Moreover, even in the later stages of this current inflation cycle, with profits stable or even falling and labour costs accelerating, it’s wrong to conclude that labour is now the ‘source’ of inflation: clearly, the rise in unit labour costs reflects efforts by workers to recoup real income losses experienced earlier in the inflationary cycle, which must still be ascribed to the initial profit-led shocks that started the whole process.
Blaming workers now for inflation because they are pursuing higher wages to recover lost living standards is like blaming a homeowner whose house has been set on fire for using too much water to put out the flames.
Even as it appears to be moderating, this period of inflation requires a rethink of our policy approaches.
We have made a number of policy recommendations, including:
- Price regulations in strategic sectors
- Fiscal transfers (such as windfall profits taxes combined with cost-of-living transfers to vulnerable households)
- Competition policy reforms
- Supports for wage increases in excess of current inflation for a sustained period of time to allow the repair of recent real wage reductions.
The biggest lesson from this period is that we need more policy tools in our inflation toolkit.
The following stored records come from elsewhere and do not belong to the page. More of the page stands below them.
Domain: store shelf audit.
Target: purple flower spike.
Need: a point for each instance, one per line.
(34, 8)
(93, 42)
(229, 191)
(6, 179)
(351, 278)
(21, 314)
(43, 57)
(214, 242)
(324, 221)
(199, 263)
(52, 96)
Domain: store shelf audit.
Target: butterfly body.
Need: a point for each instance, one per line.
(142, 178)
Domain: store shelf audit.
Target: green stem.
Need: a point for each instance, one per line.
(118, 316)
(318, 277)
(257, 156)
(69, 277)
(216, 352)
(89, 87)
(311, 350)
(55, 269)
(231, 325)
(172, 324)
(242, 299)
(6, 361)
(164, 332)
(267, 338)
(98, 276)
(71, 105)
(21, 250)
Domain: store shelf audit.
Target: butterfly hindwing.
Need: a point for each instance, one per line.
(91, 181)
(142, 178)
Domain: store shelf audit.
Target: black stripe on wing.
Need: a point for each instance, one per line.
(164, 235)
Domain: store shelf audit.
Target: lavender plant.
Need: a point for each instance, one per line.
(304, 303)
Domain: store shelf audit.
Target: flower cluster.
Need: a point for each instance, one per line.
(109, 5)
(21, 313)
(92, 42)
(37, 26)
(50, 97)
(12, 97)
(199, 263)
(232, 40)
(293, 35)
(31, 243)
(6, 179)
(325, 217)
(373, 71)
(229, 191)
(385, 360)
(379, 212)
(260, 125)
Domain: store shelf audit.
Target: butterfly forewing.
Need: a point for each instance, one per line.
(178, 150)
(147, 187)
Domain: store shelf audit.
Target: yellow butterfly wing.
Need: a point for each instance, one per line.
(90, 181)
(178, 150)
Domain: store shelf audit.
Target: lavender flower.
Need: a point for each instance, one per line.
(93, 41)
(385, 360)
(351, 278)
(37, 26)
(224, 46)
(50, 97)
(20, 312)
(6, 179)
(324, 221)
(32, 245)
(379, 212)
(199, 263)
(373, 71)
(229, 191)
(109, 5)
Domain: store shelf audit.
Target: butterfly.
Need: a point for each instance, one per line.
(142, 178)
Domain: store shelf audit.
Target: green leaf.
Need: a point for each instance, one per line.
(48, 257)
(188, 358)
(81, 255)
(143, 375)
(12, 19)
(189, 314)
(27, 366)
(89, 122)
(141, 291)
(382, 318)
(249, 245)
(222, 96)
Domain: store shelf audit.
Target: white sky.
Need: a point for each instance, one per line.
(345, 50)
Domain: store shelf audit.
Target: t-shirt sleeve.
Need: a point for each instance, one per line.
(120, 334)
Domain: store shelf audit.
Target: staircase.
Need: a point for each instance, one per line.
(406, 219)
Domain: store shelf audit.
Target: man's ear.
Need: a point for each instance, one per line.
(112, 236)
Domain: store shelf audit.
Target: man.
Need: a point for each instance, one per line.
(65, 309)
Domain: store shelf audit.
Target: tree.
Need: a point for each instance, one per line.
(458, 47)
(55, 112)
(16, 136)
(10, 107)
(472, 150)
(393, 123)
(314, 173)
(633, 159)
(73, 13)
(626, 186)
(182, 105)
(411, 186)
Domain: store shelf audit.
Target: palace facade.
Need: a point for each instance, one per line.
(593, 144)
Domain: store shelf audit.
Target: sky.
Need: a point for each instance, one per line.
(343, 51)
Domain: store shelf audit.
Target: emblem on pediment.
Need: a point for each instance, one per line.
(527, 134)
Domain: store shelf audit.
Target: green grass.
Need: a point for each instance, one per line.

Relying on monetary policy and higher interest rates only works if you think inflation is only ever produced by higher wages and strong aggregate demand.
We know that the future is more likely than not to feature further global shocks – not the least from climate change. Policymakers and central banks need to learn from the past two years and ready themselves to treat the broader causes of inflation and protect workers and households when companies seek to use crises as an opportunity to lift prices.